Graduate Education | The National Labor Relations Board has ruled that graduate students at Brown and other private universities do not have the right to form unions—a decision that could thwart a three-year organizing effort at Penn.
In the majority opinion of the board, “Graduate-student assistants … are primarily students and have a primarily educational, not economic, relationship with their university.” The ruling, they wrote, “turns on our fundamental belief that the imposition of collective bargaining on graduate students would improperly intrude into the educational process.”
Penn’s administration, which has opposed the unionization drive here, applauded the July decision. “We are pleased that this ruling is behind us so that we can move forward with our commitment to strengthening graduate education at Penn,” President Amy Gutmann announced. “We are eager to work with our faculty and graduate-student groups to ensure that we are providing the best possible educational experience for all of our graduate students in all of our graduate and professional programs.”
With the recent ruling—split 3-2, between Republican and Democratic appointees—the NLRB overturned its own 2000 decision, which had allowed New York University graduate students to form unions and sparked a flurry of organizing on other campuses like Penn.
In February 2003, an election was held to determine whether Penn graduate students would unionize. The University appealed to the NLRB, and the votes were never counted. Graduate students who support a union held a two-day strike this past February to protest the impasse. Penn’s case has now been referred to a regional director in Philadelphia for a decision.

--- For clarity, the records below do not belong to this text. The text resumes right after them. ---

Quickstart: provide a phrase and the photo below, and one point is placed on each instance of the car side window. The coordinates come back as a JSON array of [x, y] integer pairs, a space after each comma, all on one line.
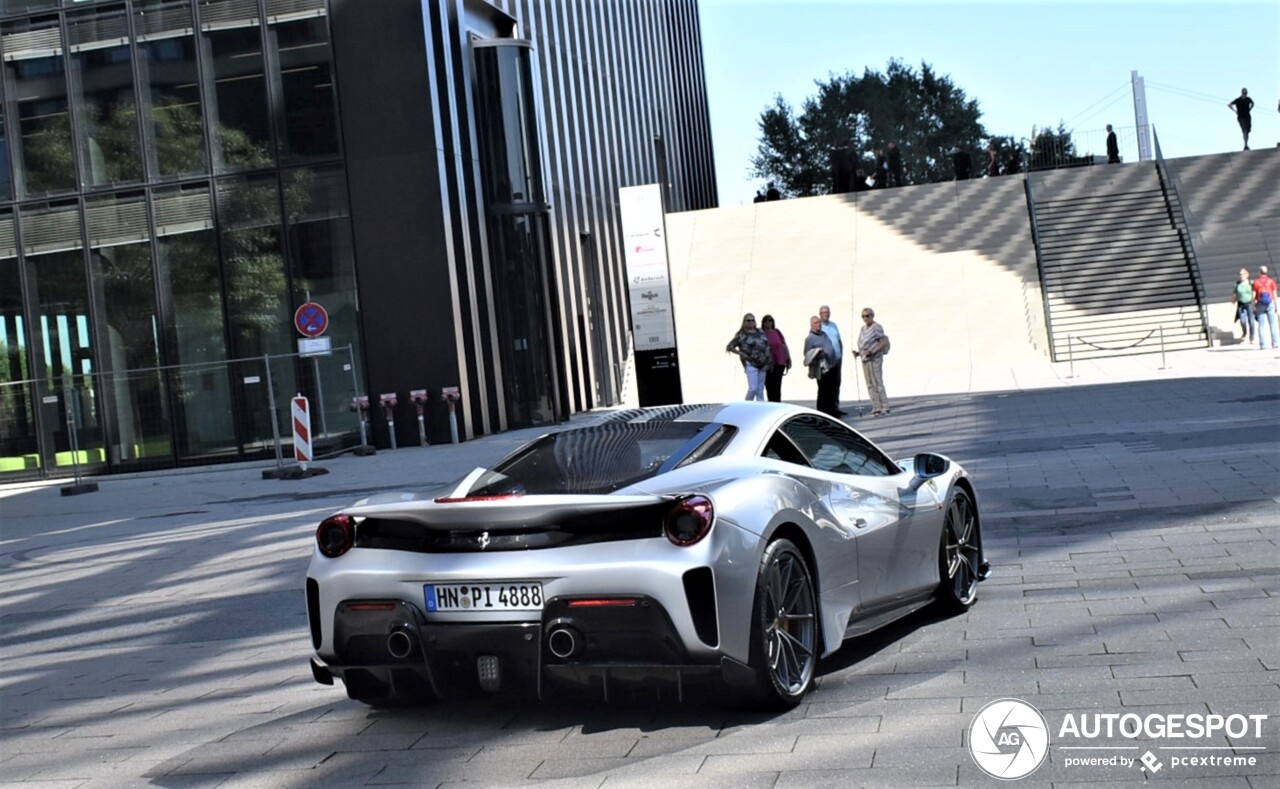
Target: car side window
[[833, 447], [781, 447]]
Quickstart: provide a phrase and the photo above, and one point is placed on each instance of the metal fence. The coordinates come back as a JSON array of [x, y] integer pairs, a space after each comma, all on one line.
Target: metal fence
[[197, 414]]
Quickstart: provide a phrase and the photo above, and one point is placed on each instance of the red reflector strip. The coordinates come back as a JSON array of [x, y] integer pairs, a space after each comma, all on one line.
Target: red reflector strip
[[602, 602], [456, 500]]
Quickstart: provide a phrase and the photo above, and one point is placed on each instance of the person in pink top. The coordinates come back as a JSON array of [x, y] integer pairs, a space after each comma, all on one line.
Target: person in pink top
[[1265, 308], [781, 359]]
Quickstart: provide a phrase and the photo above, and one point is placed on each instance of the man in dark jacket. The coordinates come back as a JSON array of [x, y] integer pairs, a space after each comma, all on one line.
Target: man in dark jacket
[[963, 163], [895, 164], [819, 356]]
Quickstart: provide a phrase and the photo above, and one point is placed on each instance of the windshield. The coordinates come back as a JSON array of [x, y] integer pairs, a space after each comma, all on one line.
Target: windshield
[[602, 459]]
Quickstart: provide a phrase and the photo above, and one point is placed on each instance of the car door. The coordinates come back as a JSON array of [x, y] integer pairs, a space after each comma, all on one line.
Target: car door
[[873, 497]]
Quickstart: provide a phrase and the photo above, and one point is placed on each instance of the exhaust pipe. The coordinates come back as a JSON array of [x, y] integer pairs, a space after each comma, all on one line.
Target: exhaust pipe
[[565, 642], [400, 644]]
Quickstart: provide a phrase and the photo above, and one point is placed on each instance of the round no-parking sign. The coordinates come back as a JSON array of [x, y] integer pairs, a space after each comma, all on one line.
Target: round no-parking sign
[[311, 319]]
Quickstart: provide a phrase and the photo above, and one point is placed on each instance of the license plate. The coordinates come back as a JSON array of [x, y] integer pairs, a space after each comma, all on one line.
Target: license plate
[[484, 596]]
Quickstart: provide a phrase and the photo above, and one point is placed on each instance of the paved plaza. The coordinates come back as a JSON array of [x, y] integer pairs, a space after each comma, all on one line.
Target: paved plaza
[[154, 633]]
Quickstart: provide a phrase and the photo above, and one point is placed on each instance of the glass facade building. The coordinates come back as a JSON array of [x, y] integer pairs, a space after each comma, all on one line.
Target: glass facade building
[[178, 177]]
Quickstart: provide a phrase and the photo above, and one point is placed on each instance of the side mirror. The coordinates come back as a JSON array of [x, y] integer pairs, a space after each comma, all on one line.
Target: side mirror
[[927, 465]]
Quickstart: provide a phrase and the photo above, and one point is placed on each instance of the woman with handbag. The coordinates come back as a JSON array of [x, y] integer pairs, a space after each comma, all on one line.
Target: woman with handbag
[[753, 347]]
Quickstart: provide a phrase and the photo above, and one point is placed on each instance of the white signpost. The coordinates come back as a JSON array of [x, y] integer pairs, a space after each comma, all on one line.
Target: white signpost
[[653, 323]]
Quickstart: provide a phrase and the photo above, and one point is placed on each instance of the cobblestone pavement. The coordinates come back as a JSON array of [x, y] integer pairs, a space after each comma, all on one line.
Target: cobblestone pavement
[[154, 633]]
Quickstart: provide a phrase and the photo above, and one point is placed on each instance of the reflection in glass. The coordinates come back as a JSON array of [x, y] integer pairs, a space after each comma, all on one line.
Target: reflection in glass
[[5, 182], [99, 42], [37, 82], [242, 124], [259, 308], [133, 390], [187, 270], [321, 263], [18, 447], [167, 60], [59, 295], [306, 80]]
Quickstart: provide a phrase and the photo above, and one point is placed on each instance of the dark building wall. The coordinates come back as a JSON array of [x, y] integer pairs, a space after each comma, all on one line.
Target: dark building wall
[[611, 78], [384, 73]]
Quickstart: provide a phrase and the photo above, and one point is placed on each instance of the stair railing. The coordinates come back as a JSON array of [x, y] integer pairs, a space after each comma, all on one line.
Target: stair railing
[[1178, 217]]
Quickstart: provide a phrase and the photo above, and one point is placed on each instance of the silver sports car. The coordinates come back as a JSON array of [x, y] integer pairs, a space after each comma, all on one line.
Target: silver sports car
[[740, 541]]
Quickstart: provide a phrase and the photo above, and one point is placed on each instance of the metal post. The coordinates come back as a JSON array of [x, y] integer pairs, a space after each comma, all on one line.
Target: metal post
[[71, 428], [355, 392], [324, 425], [270, 405], [80, 487]]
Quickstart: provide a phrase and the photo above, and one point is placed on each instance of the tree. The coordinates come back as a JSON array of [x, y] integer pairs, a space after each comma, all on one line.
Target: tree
[[851, 117], [1051, 147]]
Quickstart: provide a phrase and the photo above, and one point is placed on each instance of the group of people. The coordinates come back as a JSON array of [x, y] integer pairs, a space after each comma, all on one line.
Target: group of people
[[1256, 308], [766, 359]]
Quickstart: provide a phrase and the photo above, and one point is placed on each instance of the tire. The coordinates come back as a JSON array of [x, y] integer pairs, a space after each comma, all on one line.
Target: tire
[[959, 556], [784, 628]]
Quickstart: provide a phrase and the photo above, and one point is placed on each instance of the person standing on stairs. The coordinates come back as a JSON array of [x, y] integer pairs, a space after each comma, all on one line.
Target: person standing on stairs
[[1243, 299], [1243, 105], [1265, 308]]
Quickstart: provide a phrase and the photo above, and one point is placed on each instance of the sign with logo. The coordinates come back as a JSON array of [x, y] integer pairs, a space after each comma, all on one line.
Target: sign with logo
[[311, 319], [648, 279], [1009, 739], [314, 346]]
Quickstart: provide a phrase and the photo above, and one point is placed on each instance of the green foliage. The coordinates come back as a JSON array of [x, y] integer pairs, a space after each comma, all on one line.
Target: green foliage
[[1051, 147], [927, 114]]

“I will call it a completed issue when we have a ruling in our case but I think the overwhelming logic of the Brown findings would lead inevitably to the conclusion that the finding in Brown will lead to an identical finding in Penn,” said Interim Provost Peter Conn.
Dillon Brown, a graduate student in English and a spokesperson for Graduate Employees Together-UPenn, said his group was “deeply disappointed” in the July decision, which “relies on an outmoded, highly romanticized view of higher education. It fails to recognize the growing casualization of academic employment—the use of graduate assistants and adjuncts to do what tenured faculty used to do.” In spite of this set-back, he said, GET-UP “will continue organizing to improve the lives of Penn’s graduate employees, working for reforms that would make the University a better, fairer, and more democratic institution. We are well aware that such changes rarely come via legal niceties from above, but from extended, concerted efforts by the people who see the need for such change in its most immediate way. GET-UP plans to continue to organize until the force of our logic becomes institutionally irresistible.”
Union supporters at Penn seek higher pay for graduate students’ work as teaching and research assistants, as well as more training and other improvements. Administrators point to the pay and benefits package they already receive, such as free tuition, insurance, and annual stipends of $15,000 or higher.
Conn said the NLRB ruling “articulates the position that this university and every other private university has been defending, by holding very properly that our graduate students are students and are not in any meaningful sense employees within the meaning of the National Labor Relations Act.”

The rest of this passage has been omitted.